= Bec mac Dé =

Bec mac Dé was a legendary Irish prophet, known from saga literature surrounding the historical High King Diarmait mac Cerbaill and from the Irish Annals, where he is said to have died c. 553–7.

In the saga Aided Diarmata ("the death of Diarmait") he is said to have been the best seer of his day, who could speak with nine men at once and answer all their questions in a single reply, and made an accurate prediction of the circumstances of Diarmait's death. Two saints, Ronan and Ciarán, had prophesied he would be killed by a roofbeam falling on his head. Bec gave a more elaborate prophecy of a threefold death: he would be drowned, burned, and have his head crushed by a roofbeam, by Áed Dub mac Suibni, in the house of Banbán the hospitaller, on a night that he wore a shirt grown from a single flax seed, drank ale brewed from a single grain of corn, and ate pork from a sow that had never farrowed. Diarmait dismissed these prophecies, even when invited to a feast by Banbán.

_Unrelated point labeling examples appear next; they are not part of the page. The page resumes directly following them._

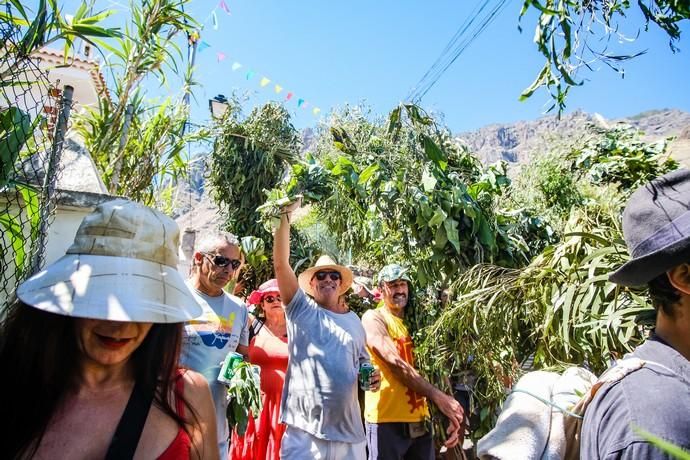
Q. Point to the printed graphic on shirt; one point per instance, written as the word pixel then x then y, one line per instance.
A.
pixel 215 331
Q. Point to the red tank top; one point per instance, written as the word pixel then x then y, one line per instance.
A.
pixel 180 446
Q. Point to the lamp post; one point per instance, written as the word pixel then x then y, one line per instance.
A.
pixel 218 105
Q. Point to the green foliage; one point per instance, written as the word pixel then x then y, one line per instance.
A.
pixel 249 158
pixel 139 157
pixel 15 130
pixel 567 30
pixel 306 180
pixel 49 26
pixel 153 156
pixel 405 190
pixel 620 156
pixel 560 309
pixel 245 397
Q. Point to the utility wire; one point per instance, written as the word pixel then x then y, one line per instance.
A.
pixel 455 47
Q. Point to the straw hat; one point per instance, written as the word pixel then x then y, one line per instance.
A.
pixel 121 267
pixel 325 263
pixel 257 295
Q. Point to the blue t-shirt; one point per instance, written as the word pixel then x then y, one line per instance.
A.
pixel 325 350
pixel 206 343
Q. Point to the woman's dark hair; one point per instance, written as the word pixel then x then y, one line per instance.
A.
pixel 663 294
pixel 39 356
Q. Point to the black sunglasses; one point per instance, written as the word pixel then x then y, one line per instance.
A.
pixel 222 261
pixel 335 276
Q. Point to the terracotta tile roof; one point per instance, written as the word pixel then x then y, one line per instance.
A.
pixel 56 57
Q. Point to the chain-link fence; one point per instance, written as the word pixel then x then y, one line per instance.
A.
pixel 33 120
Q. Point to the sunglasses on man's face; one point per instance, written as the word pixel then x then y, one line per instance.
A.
pixel 222 261
pixel 335 276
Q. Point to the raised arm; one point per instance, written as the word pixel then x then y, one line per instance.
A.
pixel 287 280
pixel 382 345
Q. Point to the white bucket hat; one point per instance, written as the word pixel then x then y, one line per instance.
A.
pixel 121 267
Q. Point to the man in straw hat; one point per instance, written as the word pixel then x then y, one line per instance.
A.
pixel 224 326
pixel 326 345
pixel 397 416
pixel 656 397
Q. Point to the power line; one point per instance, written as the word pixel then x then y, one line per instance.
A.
pixel 455 47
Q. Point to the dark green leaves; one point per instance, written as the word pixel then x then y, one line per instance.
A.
pixel 15 129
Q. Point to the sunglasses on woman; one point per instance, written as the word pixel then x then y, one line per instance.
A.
pixel 334 276
pixel 222 261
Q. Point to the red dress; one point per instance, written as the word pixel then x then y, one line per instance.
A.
pixel 262 439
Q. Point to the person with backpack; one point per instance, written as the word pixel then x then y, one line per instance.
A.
pixel 267 349
pixel 655 397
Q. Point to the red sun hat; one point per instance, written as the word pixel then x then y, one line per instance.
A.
pixel 257 296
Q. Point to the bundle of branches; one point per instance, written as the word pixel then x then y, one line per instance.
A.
pixel 558 310
pixel 250 156
pixel 405 190
pixel 307 181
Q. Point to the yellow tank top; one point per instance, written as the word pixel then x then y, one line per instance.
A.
pixel 394 402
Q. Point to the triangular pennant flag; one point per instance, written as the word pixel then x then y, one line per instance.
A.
pixel 202 46
pixel 223 6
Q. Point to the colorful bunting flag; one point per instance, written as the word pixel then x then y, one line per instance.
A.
pixel 223 6
pixel 202 46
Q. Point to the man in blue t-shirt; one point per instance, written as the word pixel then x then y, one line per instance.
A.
pixel 656 397
pixel 223 328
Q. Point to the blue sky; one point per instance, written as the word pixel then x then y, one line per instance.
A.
pixel 333 53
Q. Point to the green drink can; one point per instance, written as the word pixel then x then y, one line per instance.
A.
pixel 365 372
pixel 227 370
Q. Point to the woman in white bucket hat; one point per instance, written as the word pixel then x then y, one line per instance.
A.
pixel 90 349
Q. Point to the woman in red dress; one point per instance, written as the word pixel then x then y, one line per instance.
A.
pixel 268 350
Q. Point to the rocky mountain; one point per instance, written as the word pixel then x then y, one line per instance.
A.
pixel 516 143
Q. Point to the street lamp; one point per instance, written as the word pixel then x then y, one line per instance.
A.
pixel 218 105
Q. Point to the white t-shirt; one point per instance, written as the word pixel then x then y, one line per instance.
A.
pixel 325 350
pixel 206 343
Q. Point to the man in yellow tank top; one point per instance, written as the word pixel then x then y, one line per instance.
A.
pixel 395 415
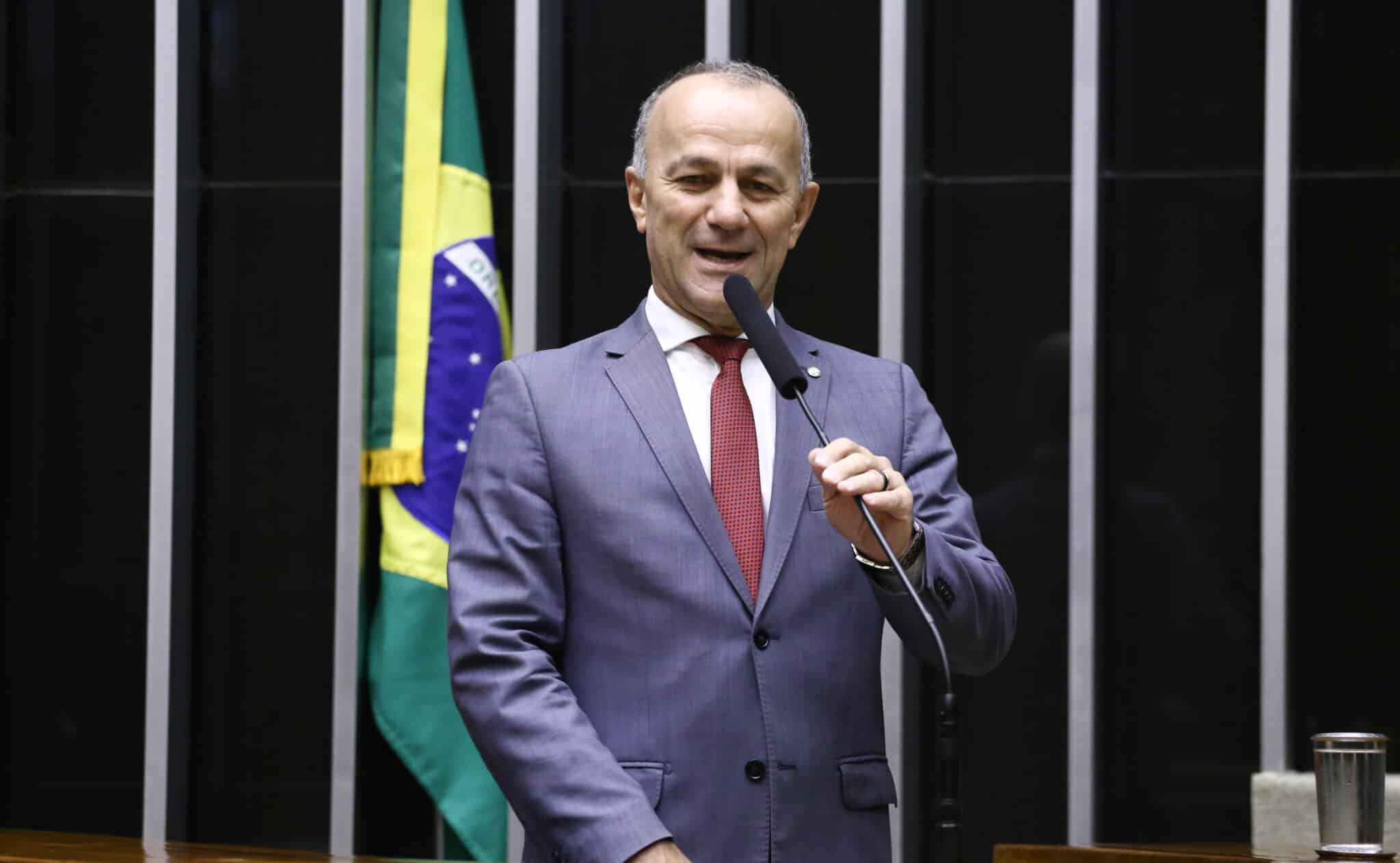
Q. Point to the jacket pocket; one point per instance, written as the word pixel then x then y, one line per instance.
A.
pixel 650 776
pixel 867 782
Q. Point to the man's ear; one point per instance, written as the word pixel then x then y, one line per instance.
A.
pixel 804 212
pixel 636 199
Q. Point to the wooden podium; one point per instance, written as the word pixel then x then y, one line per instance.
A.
pixel 1182 852
pixel 44 847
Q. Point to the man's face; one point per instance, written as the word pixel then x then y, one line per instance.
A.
pixel 721 193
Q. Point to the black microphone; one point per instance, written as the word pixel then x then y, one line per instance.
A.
pixel 764 338
pixel 788 376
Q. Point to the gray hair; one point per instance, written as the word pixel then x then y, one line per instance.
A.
pixel 734 72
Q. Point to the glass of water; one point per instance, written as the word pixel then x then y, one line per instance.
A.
pixel 1351 793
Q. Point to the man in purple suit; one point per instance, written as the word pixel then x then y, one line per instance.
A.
pixel 665 609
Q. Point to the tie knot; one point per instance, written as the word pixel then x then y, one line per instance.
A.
pixel 723 347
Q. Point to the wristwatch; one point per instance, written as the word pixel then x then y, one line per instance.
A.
pixel 916 547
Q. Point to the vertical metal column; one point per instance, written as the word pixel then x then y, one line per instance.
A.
pixel 164 182
pixel 526 235
pixel 716 30
pixel 1083 409
pixel 891 305
pixel 526 238
pixel 355 178
pixel 1273 589
pixel 170 546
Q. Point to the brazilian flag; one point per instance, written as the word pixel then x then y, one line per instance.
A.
pixel 438 329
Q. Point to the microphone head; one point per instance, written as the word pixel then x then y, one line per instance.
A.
pixel 764 336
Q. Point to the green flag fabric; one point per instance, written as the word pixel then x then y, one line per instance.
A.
pixel 438 329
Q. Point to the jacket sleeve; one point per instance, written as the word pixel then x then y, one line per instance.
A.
pixel 506 629
pixel 964 586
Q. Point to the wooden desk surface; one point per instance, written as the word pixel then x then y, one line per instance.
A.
pixel 1181 852
pixel 44 847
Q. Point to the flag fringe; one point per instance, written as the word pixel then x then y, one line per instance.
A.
pixel 392 467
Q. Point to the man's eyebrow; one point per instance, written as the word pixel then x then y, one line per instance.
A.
pixel 768 169
pixel 692 161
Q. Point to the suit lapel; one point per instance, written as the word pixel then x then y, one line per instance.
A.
pixel 792 473
pixel 642 376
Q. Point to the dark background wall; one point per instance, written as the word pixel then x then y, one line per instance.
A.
pixel 988 297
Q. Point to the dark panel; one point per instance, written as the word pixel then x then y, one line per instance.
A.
pixel 829 282
pixel 77 370
pixel 1000 87
pixel 1346 68
pixel 80 93
pixel 997 355
pixel 1346 342
pixel 1178 650
pixel 605 260
pixel 503 215
pixel 267 528
pixel 1183 85
pixel 490 36
pixel 829 57
pixel 272 92
pixel 615 53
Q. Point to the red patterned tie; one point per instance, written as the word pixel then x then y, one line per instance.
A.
pixel 734 458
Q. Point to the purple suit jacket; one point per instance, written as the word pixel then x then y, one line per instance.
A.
pixel 614 670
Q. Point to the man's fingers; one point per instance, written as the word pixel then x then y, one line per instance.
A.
pixel 833 452
pixel 854 473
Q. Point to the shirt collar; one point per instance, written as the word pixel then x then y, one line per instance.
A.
pixel 673 328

His wife, who had been listening, refused to go, so Banbán offered the king his own daughter for that night, and gave him a nightshirt, pork and ale. When the girl told him the nightshirt had been woven from flax grown from a single seed, the ale had been brewed from a single grain of corn, and the pork had come from a sow that had never farrowed, Diarmait realised the prophecy had been fulfilled, and tried to escape, but Áed Dubh was standing at the door with his spear. As Diarmait fled back into the house, Áed's men set it on fire. Diarmait tried to escape the conflagration by leaping into a vat of ale, but a flaming roofbeam fell on his head, killing him.

A number of early Irish poems are attributed to him, including a prophecy "detailing the moral breakdown presaging the end of the world". The Annals of Ulster record his death under the years 552 and 557, the Chronicon Scotorum under 553, the Annals of Clonmacnoise under 550, and the Annals of the Four Masters, where he is considered a Christian saint, under 557.